Legislation that would create a federal standard to curtail predatory mortgage lending may not result in system that is more friendly to consumers, says Federal Reserve Governor Edward Gramlich.
The House is considering two bills that would create federal rules to clamp down on predatory lending practices on mortgages and home equity lines of credit. The federal standard would pre-empt state mortgage laws.
“Substituting federal standards for state standards does not necessarily guarantee a better outcome," said Gramlich, in talking points prepared for a speech at the University of Pennsylvania, according to Reuters. "Preemption of state law raises a fundamental political question about states' rights and the proper distribution of authority between the state and federal governments," he also said.

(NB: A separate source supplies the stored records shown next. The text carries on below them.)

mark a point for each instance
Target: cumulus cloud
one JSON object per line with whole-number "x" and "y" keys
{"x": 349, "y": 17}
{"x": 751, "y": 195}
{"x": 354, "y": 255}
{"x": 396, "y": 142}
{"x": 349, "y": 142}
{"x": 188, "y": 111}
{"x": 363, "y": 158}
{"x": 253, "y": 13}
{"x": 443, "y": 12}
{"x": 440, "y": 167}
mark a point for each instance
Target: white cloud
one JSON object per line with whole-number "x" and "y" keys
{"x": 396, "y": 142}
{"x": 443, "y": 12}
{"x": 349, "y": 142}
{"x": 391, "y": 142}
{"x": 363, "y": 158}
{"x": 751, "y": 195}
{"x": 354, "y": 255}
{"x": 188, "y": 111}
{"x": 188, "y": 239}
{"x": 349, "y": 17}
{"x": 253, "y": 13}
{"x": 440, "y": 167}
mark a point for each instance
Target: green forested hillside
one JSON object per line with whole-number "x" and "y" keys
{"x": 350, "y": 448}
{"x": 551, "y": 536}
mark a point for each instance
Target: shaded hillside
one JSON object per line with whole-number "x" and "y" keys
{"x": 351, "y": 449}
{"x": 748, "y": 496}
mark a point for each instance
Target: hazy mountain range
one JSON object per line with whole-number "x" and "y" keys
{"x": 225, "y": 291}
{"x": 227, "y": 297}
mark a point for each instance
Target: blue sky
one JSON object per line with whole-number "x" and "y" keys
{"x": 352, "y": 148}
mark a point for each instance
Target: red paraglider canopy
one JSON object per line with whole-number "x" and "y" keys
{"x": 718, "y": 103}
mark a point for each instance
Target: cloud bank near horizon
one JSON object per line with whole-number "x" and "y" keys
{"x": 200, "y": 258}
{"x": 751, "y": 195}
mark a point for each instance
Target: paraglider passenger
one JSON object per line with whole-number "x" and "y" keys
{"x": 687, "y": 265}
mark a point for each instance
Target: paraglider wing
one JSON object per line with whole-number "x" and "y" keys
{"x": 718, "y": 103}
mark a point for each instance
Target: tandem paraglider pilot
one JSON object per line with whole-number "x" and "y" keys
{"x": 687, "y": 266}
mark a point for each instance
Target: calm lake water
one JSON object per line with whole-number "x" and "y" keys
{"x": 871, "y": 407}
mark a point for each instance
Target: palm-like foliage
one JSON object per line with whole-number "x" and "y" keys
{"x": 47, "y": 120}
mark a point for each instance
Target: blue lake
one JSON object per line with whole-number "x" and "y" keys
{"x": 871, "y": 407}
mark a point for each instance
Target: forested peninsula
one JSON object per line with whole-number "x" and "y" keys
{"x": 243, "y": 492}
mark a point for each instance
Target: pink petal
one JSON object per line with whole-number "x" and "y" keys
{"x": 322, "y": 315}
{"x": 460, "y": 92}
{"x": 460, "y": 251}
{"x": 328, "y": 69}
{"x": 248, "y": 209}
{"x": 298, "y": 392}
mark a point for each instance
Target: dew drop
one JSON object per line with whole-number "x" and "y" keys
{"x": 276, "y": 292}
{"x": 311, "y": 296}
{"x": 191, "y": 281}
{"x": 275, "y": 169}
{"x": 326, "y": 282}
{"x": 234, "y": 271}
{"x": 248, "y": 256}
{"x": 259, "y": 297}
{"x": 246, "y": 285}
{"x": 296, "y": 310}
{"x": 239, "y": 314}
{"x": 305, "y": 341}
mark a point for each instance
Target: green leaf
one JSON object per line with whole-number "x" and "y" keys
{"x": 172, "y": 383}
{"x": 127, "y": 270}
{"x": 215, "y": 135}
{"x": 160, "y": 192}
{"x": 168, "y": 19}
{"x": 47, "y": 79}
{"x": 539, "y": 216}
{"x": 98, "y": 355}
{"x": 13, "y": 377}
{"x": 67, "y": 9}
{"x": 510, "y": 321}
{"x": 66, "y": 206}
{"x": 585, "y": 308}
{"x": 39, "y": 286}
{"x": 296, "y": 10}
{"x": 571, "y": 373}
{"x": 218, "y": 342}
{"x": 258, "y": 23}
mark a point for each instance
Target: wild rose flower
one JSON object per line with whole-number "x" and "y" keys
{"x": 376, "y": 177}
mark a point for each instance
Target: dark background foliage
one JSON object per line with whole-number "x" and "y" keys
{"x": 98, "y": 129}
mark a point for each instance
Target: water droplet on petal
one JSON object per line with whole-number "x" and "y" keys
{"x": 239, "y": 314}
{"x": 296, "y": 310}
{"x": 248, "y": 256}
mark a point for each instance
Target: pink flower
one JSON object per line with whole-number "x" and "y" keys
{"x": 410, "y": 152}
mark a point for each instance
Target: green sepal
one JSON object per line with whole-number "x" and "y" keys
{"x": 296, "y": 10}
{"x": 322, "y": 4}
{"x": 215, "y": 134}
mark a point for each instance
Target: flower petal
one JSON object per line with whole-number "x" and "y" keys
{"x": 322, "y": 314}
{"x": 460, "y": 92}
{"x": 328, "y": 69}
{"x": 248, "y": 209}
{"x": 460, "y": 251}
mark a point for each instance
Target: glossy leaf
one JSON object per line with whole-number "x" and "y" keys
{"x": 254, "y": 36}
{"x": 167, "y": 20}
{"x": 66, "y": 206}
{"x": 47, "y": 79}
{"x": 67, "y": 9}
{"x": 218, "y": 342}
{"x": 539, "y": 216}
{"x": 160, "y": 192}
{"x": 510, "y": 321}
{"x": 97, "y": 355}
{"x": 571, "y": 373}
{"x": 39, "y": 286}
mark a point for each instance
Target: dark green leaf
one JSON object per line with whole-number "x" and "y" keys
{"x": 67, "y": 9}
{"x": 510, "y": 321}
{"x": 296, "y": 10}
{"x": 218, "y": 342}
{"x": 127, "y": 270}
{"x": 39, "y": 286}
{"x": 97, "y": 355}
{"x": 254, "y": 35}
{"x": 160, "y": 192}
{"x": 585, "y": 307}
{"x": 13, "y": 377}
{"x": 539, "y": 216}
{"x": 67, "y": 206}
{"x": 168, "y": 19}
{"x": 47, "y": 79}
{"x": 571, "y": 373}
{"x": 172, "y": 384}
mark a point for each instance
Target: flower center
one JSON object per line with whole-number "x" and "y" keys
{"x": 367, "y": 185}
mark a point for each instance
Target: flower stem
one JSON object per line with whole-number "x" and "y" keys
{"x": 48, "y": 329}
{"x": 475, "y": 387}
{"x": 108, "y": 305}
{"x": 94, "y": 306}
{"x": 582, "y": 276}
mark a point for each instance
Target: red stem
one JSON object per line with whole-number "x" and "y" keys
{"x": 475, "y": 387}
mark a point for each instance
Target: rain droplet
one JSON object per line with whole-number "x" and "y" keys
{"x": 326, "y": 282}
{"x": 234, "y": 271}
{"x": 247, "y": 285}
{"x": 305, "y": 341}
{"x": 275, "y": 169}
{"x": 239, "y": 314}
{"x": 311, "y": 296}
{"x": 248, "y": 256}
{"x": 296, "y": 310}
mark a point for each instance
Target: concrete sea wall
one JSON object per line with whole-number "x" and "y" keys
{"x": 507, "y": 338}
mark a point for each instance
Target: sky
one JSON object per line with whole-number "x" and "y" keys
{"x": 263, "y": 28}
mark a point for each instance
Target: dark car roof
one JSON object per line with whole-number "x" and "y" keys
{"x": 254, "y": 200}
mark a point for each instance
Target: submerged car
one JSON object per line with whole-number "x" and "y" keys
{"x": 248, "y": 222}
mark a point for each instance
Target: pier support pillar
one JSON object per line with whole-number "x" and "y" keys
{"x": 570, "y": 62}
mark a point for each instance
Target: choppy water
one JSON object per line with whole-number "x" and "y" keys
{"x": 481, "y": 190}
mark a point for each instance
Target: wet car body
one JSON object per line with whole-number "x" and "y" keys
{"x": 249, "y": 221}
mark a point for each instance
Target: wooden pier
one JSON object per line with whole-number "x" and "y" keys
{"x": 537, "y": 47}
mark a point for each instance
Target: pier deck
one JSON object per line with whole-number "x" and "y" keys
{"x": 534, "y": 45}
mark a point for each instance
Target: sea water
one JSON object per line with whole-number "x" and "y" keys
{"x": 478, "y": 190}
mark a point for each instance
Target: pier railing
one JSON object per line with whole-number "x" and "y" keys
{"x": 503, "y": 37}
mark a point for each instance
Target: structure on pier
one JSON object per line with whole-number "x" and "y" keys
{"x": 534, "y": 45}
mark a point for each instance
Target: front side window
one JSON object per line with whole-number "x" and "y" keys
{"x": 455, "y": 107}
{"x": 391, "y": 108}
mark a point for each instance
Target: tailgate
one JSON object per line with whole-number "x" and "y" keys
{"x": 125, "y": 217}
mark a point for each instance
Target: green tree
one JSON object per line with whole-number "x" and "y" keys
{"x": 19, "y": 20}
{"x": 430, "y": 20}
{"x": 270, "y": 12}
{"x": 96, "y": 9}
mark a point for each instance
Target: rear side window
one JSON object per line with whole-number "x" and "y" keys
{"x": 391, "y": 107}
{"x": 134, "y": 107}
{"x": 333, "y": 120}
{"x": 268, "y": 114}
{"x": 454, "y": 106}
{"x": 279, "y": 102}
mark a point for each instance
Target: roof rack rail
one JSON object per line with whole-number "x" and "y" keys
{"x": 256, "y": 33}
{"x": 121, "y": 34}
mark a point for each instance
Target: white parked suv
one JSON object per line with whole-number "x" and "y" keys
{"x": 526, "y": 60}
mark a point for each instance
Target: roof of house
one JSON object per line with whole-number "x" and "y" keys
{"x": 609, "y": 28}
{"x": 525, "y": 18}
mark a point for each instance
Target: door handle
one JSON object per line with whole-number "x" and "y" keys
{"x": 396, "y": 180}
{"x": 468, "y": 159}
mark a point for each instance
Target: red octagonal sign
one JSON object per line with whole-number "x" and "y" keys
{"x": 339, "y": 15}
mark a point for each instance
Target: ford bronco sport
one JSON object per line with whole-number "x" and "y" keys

Consumer advocates have long argued that certain mortgage lenders take advantage of the poor and minorities by offering exhorbitant interest rates, which are far higher than those on comparable government securities.
One bill under consideration would change the definition of a “high-cost” loan, meaning those with points and fees totaling 5 percent (down from 8 percent) of the loan's value.
"There is no consensus on the costs and benefits of state laws, but it seems fair to say that as the laws cover more transactions and add more restrictions, the risk increases that some legitimate transactions might be impaired," Gramlich said.
Gramlich has been a member of the Board of Governors of the Federal Reserve System since late 1997.